The SEC Crypto Working Group and Other Regulatory Guidance
The SEC’s Crypto Working Group is a dedicated initiative aimed at establishing clearer boundaries on when a digital asset constitutes a “security” or not, designing tailored disclosure and registration pathways for crypto issuers and intermediaries, and ensuring that investor protections are appropriately applied to digital asset markets.
Audit and compliance teams will need to treat investor protection not as an afterthought, but as a design principle, ensuring that systems, disclosures, safeguards and controls are structured with transparency, accountability and recovery in mind. Additionally, risk assessments should focus on counterparty risk, smart contract failures, key compromises, and intermediary insolvency, as these are areas where investor damage tends to materialize in the crypto space. Assurance scopes can expand to include code review, retention architecture, completeness of disclosure, and fallback or recovery mechanisms.

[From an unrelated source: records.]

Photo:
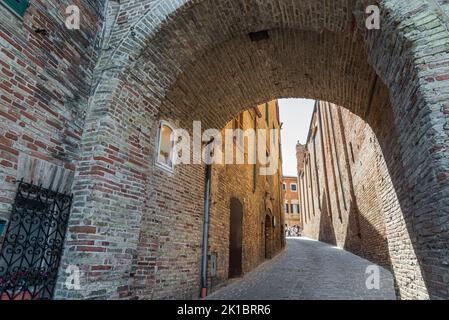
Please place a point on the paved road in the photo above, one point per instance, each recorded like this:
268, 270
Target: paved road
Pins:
308, 270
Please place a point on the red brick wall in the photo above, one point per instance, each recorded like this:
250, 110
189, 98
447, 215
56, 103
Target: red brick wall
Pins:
45, 80
349, 211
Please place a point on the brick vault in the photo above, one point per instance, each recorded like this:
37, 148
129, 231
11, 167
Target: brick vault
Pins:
208, 60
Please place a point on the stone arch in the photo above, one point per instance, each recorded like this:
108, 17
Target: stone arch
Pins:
147, 72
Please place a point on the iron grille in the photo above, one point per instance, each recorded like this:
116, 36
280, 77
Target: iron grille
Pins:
33, 243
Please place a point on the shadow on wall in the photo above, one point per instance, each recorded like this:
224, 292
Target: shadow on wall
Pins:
363, 239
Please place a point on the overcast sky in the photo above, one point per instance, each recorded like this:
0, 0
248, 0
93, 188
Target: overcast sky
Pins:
295, 114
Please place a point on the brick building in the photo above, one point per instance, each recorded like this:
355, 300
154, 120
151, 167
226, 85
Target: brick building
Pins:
246, 203
341, 175
292, 205
80, 113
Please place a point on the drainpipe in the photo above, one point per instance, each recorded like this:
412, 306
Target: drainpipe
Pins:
205, 232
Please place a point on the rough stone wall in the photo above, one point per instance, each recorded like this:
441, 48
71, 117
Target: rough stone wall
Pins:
266, 198
291, 197
348, 207
156, 63
180, 64
45, 76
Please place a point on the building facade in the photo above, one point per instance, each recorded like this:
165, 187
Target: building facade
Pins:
341, 175
246, 211
292, 206
80, 111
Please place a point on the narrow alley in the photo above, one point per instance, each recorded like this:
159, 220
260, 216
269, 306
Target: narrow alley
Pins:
309, 270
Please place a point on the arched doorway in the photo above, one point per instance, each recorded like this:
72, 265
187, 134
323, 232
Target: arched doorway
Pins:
222, 67
268, 236
235, 238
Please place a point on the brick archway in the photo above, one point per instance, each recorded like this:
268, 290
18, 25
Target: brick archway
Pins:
161, 70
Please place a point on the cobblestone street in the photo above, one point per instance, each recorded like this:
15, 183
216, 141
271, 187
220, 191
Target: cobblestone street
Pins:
307, 270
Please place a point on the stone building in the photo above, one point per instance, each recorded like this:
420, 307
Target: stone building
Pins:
246, 213
292, 207
342, 178
80, 111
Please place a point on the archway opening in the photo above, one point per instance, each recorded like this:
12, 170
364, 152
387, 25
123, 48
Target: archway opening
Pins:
208, 66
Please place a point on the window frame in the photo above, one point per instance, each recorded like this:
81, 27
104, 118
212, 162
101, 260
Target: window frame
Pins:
14, 8
164, 166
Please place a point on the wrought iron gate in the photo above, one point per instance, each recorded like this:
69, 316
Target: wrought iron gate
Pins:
33, 243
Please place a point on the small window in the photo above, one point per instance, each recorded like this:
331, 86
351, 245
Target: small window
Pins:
18, 7
296, 208
165, 146
238, 122
2, 227
267, 114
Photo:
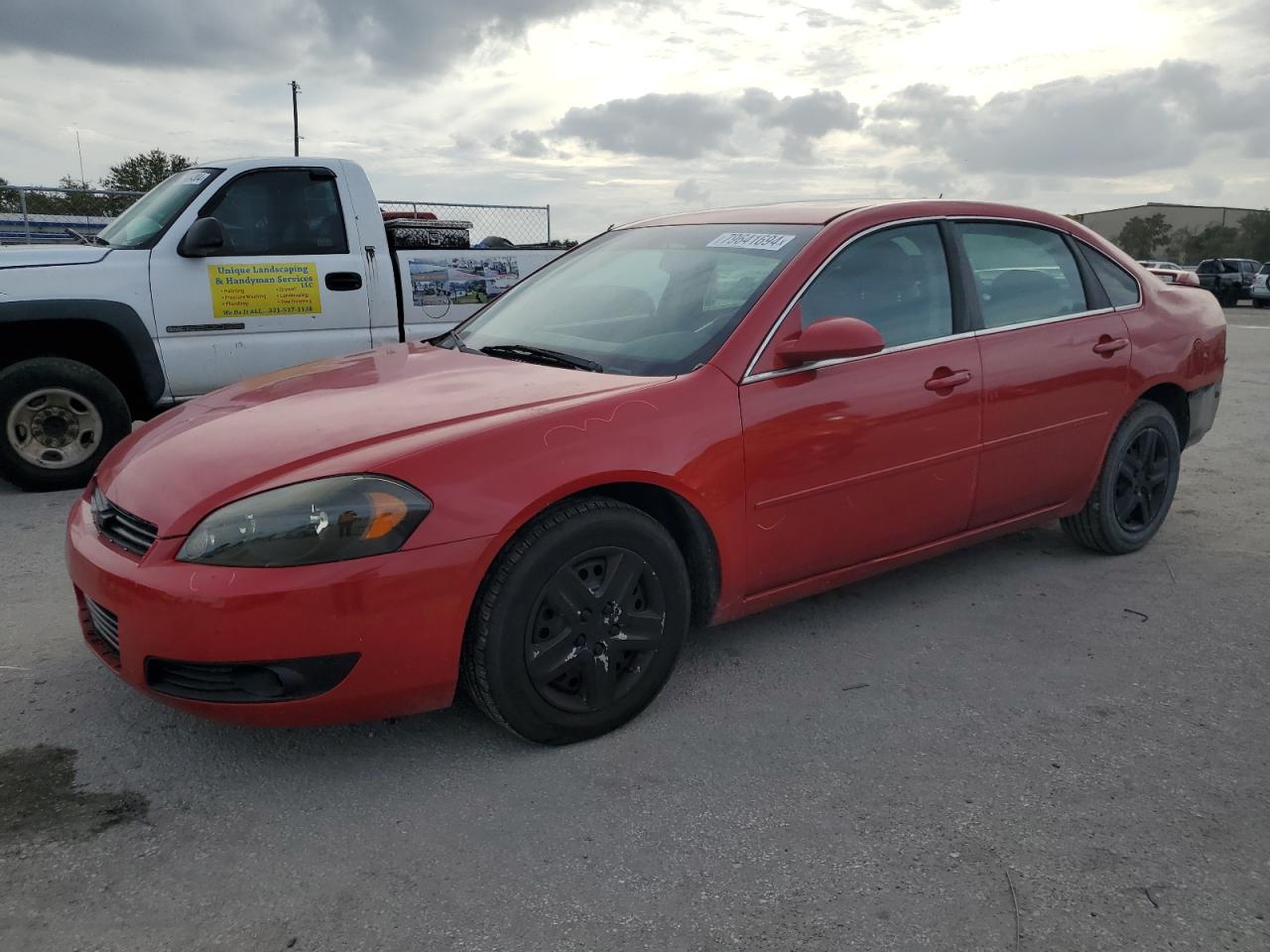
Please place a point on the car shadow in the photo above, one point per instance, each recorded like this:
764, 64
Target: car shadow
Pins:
461, 739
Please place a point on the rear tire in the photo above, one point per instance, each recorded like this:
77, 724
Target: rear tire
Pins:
1135, 485
578, 622
59, 419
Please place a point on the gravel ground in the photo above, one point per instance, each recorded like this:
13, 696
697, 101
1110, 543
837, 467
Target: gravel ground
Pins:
1021, 735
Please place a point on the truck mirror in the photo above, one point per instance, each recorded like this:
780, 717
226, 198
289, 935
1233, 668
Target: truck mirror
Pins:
204, 238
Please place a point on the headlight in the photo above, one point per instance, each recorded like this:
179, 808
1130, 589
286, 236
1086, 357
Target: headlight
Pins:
320, 521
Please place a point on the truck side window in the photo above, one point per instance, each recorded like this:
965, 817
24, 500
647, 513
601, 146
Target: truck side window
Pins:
280, 212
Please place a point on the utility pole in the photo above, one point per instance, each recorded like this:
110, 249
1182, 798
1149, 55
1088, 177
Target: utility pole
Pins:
295, 113
80, 150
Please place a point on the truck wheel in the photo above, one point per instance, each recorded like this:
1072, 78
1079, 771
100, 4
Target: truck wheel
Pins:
1135, 486
60, 417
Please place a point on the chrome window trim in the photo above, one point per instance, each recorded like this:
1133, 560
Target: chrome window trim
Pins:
835, 361
748, 376
1044, 320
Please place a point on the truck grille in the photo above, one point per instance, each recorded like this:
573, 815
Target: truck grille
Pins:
105, 624
121, 527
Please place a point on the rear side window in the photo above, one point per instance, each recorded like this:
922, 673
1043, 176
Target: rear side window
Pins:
281, 212
1120, 287
896, 280
1023, 273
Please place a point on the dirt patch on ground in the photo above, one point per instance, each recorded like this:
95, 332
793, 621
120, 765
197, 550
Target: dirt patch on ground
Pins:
39, 797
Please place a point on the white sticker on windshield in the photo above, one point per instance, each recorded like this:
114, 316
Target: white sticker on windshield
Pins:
757, 240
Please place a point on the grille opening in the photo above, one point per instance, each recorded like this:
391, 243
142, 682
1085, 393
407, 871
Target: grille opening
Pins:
248, 682
127, 531
102, 629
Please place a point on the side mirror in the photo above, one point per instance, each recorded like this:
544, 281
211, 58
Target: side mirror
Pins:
204, 238
829, 339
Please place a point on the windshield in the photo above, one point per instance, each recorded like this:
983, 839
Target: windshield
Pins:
653, 301
157, 208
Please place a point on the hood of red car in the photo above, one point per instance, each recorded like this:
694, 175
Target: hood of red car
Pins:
350, 414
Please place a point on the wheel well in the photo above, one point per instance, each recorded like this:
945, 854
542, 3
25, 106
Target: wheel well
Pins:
689, 530
1174, 399
91, 343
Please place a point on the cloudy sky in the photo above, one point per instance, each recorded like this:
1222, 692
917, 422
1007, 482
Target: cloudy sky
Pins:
615, 109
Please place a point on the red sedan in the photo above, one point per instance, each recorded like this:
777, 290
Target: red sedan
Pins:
681, 421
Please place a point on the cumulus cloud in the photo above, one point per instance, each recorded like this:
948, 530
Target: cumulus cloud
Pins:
388, 35
524, 144
674, 126
690, 125
1119, 125
693, 191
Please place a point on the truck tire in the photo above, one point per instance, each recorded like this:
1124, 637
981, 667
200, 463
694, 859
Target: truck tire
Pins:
60, 417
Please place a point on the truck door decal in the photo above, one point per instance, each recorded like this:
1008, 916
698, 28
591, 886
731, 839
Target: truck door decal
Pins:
263, 290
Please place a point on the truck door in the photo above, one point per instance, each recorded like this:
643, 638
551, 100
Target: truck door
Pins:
290, 285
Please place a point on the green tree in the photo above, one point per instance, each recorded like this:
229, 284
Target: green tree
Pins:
1142, 236
1255, 235
143, 172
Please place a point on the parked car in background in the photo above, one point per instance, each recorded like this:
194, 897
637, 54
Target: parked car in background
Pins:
684, 420
1228, 278
221, 272
1171, 276
1260, 290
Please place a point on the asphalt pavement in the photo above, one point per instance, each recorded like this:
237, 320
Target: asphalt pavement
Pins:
1020, 737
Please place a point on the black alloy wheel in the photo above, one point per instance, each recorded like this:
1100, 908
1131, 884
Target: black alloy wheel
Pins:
1135, 484
593, 630
1142, 480
578, 622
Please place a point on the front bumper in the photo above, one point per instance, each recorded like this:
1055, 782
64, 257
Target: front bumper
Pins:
402, 615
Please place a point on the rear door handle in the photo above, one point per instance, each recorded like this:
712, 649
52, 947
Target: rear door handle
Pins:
945, 379
1109, 345
343, 281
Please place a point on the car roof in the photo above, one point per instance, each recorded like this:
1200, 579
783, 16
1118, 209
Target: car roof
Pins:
824, 211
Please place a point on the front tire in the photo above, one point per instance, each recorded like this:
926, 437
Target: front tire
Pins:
578, 622
60, 419
1135, 485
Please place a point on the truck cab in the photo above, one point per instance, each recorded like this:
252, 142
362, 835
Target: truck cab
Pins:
222, 272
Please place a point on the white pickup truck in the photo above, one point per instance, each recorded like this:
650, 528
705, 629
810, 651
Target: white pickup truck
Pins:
221, 272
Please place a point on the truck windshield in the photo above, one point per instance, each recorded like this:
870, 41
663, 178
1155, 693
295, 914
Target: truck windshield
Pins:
146, 217
654, 301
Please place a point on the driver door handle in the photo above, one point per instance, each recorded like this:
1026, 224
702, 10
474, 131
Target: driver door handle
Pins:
1107, 345
948, 379
343, 281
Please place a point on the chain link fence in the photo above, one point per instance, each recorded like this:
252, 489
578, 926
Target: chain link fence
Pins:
518, 223
32, 214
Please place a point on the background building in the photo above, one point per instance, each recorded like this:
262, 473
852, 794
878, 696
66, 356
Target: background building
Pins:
1197, 217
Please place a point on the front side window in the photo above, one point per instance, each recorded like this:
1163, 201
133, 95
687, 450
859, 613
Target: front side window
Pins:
146, 218
653, 301
1021, 273
281, 212
1120, 287
894, 280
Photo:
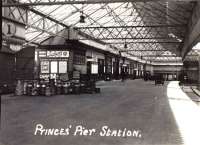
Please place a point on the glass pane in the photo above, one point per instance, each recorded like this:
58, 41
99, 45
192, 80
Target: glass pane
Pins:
62, 66
44, 67
54, 67
94, 69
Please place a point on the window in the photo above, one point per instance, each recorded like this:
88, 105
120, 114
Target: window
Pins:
44, 67
62, 67
54, 67
94, 69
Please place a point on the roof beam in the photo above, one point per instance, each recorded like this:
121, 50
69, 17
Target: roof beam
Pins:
193, 35
136, 26
69, 2
123, 38
150, 42
142, 50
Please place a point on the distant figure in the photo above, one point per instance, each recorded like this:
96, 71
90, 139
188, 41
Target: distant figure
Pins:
123, 75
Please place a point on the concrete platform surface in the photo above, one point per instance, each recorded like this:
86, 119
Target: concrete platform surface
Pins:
140, 110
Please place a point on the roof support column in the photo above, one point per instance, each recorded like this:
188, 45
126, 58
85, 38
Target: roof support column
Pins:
193, 35
199, 74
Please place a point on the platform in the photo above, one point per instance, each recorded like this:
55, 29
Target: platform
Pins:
160, 113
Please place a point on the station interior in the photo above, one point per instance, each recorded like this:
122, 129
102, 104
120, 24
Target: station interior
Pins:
130, 65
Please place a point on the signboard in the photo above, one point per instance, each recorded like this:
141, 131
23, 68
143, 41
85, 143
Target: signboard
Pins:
54, 54
58, 54
44, 67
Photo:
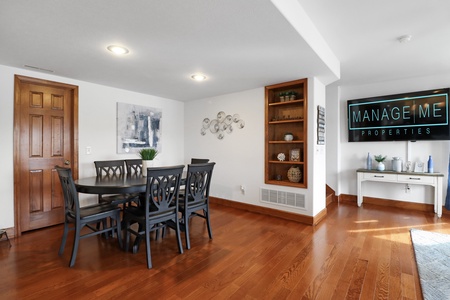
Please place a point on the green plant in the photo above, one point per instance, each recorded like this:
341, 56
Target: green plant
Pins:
148, 153
380, 158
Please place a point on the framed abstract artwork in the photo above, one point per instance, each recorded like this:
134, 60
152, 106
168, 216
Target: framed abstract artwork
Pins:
138, 127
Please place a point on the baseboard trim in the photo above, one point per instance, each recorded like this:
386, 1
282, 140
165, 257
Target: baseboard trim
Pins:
10, 231
352, 199
272, 212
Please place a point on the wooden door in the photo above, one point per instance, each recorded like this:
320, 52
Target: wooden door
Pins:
45, 122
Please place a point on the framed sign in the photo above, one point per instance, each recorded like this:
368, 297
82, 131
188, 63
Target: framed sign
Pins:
403, 117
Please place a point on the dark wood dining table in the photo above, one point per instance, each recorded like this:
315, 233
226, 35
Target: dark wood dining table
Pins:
125, 184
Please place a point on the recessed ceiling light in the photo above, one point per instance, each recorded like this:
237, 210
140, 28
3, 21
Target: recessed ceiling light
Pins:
404, 38
198, 77
119, 50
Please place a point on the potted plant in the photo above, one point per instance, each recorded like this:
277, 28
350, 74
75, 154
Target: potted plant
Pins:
380, 159
147, 155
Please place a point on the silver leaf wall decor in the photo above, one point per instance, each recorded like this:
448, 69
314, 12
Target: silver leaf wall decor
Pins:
223, 124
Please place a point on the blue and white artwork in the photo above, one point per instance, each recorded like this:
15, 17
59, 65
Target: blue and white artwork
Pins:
138, 127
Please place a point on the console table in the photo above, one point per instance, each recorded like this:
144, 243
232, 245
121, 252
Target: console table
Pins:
430, 179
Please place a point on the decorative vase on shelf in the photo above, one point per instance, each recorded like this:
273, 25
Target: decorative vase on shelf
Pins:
430, 165
369, 162
396, 164
288, 137
380, 160
381, 166
294, 174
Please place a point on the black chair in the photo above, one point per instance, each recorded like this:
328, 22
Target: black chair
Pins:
82, 217
196, 198
199, 160
112, 168
134, 166
161, 205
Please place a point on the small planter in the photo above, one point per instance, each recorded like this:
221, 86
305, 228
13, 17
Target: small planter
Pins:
146, 164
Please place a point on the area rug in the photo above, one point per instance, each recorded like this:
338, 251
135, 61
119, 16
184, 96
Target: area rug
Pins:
432, 251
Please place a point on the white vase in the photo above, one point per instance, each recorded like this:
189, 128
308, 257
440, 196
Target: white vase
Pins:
146, 164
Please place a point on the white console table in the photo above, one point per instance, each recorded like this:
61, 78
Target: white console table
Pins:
431, 179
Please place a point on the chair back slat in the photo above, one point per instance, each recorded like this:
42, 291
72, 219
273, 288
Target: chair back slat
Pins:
198, 181
109, 167
162, 190
71, 200
134, 166
199, 160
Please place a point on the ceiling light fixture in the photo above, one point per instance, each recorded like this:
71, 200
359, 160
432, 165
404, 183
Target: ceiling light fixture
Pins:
198, 77
404, 38
119, 50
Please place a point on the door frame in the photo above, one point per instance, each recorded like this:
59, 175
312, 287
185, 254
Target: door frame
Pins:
18, 80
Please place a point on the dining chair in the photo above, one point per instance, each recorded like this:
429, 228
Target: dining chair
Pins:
196, 197
113, 168
85, 216
133, 166
194, 161
199, 160
161, 205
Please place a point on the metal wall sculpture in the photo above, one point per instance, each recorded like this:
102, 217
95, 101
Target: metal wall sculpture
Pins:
223, 124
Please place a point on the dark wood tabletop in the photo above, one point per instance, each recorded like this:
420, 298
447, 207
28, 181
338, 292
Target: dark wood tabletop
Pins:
125, 184
111, 185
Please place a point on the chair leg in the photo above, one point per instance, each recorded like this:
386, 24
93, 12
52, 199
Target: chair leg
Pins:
208, 223
186, 231
64, 238
127, 235
178, 233
119, 230
147, 245
76, 242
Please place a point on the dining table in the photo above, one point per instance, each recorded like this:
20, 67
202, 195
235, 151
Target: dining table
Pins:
124, 184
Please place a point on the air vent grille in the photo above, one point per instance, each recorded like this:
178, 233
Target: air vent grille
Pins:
283, 198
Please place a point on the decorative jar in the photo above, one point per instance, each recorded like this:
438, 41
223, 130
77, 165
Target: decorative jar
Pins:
288, 137
396, 164
294, 174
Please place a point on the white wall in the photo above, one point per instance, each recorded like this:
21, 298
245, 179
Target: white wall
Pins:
97, 129
240, 155
353, 155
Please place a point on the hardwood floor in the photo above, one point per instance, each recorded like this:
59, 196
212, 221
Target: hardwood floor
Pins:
355, 253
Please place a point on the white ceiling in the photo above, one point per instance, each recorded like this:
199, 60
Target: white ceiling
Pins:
238, 44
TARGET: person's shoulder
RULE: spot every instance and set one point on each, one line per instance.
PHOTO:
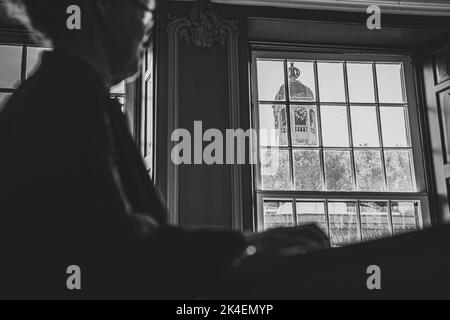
(45, 97)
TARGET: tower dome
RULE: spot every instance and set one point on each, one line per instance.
(303, 117)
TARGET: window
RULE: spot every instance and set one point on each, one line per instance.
(118, 92)
(148, 111)
(17, 63)
(336, 146)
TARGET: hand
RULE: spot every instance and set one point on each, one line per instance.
(287, 241)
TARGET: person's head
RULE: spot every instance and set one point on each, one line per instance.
(120, 28)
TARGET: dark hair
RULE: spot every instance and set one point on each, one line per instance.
(48, 16)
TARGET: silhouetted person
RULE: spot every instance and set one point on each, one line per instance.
(73, 186)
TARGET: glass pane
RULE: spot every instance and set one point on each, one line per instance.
(393, 125)
(343, 223)
(302, 84)
(10, 66)
(334, 126)
(34, 59)
(307, 170)
(304, 126)
(404, 216)
(149, 124)
(119, 88)
(374, 220)
(369, 171)
(391, 87)
(338, 172)
(273, 125)
(312, 213)
(271, 81)
(3, 99)
(278, 214)
(399, 171)
(360, 83)
(275, 169)
(365, 127)
(331, 82)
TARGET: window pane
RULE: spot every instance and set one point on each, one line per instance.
(119, 88)
(271, 81)
(404, 216)
(275, 169)
(369, 171)
(365, 127)
(360, 83)
(3, 99)
(374, 220)
(312, 213)
(391, 88)
(334, 126)
(331, 82)
(302, 84)
(278, 214)
(304, 126)
(10, 66)
(34, 59)
(343, 223)
(273, 125)
(307, 170)
(338, 172)
(399, 171)
(393, 125)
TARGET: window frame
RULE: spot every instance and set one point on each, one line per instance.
(414, 121)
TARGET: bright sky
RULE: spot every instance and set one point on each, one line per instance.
(332, 89)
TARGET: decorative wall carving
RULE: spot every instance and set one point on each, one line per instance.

In the July 2025 Joint Interagency Statement, the OCC, FDIC, and Federal Reserve outlined guidance on custody of crypto assets, stating that custody of cryptocurrencies differs from custody of securities or cash, and that these particular risks should be addressed explicitly. Some banks are expressing interest in outsourcing the custody of their cryptocurrencies because they do not have the necessary in-house skills. While this may be a good option, it is important to note that while banks can outsource these activities, they cannot outsource risk.
Even if banking regulators relax procedural barriers, risk management expectations will remain rigorous because a poor risk management decision could significantly harm your company’s brand.